Keeping Up With Data — Week 27 Reading List

5 minutes for 5 hours’ worth of reading


ately, I’ve been involved with time series forecasting. Whilst this is something that started for me at university with Holt-Winters and ARIMA models, nowadays, there are many more approaches to predicting future values of a time series. Many of them include machine learning or deep learning techniques. And it’s really easy — anyone can do that, using one of many available Python libraries. One of them — Prophet — is particularly user-friendly as it doesn’t require tweaking a lot of parameters. But just because it’s easy, it doesn’t mean it’s safe to use and a lot can go wrong.

Ive been directed to the articles below by a great ML engineer and friend of mine. Thanks to all that are sending me reading tips every week!

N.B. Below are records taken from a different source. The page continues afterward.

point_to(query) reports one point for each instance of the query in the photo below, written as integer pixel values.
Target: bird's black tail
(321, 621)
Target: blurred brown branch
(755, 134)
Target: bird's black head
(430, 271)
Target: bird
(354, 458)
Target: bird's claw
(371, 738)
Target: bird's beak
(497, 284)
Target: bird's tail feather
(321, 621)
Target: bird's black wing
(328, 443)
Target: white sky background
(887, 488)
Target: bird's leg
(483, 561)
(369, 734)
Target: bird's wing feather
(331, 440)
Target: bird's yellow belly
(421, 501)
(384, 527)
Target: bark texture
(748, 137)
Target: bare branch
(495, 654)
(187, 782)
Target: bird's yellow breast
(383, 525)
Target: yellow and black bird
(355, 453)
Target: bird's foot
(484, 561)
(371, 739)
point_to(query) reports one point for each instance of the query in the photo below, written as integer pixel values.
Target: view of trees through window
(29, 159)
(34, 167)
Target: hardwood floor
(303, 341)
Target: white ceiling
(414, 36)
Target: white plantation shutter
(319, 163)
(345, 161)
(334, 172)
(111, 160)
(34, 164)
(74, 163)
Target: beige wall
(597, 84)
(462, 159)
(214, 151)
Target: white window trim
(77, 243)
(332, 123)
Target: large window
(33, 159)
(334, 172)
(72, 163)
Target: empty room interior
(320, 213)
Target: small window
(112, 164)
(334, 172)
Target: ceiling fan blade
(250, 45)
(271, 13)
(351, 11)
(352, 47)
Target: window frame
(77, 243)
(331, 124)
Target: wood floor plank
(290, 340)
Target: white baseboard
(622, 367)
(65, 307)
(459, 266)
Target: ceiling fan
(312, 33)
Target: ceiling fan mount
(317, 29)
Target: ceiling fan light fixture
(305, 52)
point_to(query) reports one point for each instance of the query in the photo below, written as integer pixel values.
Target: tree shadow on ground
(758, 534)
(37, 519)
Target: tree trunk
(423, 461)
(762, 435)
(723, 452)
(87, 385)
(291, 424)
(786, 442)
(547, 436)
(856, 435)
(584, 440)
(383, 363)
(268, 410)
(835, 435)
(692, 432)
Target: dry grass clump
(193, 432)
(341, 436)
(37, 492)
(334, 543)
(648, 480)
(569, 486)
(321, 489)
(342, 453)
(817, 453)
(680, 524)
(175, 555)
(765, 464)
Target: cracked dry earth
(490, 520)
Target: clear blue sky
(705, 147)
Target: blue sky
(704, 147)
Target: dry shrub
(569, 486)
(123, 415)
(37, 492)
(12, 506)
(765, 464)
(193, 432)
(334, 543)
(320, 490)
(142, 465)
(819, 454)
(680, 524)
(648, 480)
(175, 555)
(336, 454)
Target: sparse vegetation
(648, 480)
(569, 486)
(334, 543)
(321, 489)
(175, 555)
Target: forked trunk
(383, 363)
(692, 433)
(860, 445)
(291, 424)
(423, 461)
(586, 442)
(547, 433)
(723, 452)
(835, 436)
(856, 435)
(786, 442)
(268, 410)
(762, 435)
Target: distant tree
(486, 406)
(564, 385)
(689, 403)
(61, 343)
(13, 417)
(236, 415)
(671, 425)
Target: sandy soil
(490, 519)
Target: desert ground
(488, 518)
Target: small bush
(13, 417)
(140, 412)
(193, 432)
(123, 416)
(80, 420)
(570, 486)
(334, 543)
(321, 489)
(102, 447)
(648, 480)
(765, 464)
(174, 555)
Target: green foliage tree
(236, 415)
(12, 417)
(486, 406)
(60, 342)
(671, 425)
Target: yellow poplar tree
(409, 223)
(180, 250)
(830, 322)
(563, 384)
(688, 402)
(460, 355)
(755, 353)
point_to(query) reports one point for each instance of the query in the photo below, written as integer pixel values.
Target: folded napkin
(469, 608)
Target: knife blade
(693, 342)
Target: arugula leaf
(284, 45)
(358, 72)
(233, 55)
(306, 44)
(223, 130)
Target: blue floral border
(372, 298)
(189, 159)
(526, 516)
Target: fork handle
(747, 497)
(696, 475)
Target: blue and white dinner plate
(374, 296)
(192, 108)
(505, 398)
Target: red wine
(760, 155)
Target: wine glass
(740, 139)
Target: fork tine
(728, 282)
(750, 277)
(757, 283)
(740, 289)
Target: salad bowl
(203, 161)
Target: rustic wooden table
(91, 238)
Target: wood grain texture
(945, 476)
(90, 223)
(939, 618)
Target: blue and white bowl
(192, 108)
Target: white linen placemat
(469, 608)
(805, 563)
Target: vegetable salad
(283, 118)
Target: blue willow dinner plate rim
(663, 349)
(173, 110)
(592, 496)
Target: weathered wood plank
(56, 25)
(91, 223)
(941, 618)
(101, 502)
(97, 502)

  • Offline Policy Evaluation: Run fewer, better A/B tests: Companies are automating plenty of decisions using policies. A policy can be a simple rule (‘if the customer hasn’t used the product for 30 days, do …’), it can be powered by ML (‘if the propensity to leave score is above 0.9, do …’) or it can even be a complex recommender system. All these policies have parameters that can be tweaked. Any change in the parameters is often followed by an A/B test. But do we need to A/B test all the changes? Can’t we first estimate their impact using historical data? Yes, we can — using Offline Policy Evaluation methods. (Edoardo Conti @ Medium)
  • Fusing Elasticsearch with neural networks to identify data: Twitter has thousands of legacy datasets with millions of columns. How to quickly map these to a taxonomy describing which columns contain, for instance, PII data? Though the article is quite technical, the key message is clear. Create a high-quality, manually tagged in their case, training data set and use it to train a machine learning solution for automated tagging. And then build a solution to provide a feedback loop and re-train the model to continuously make it better. Two things stand out for me: (1) they called the solution ‘annotation recommendation service’, not an annotation service; and (2) they re-iterated the old adage that ‘while state-of-the-art deep learning can be impactful, applying simpler techniques in the right context can prove to be more beneficial than one often expects’. (Twitter Engineering)
  • Self-supervised learning: The dark matter of intelligence: Supervised learning is powerful, but its limitation is the need for large amount of training data. Self-supervised learning (SSL) might be the way to get around it. SSL obtains supervisory signals from the data itself, often leveraging the underlying structure in the data. Typically, it is trained on predicting the missing parts (in text, or audio). Generally, it is about assessing compatibility of two inputs — a cow and a cow lying on the beach, or a beginning of a sentence and a possible ending. Thanks to that it can learn from orders of magnitudes compared to supervised learning. ‘Self-supervision is one step on the path to human-level intelligence, but there are surely many steps that lie behind this one,’ says none other than Yan LeCun. (Facebook AI)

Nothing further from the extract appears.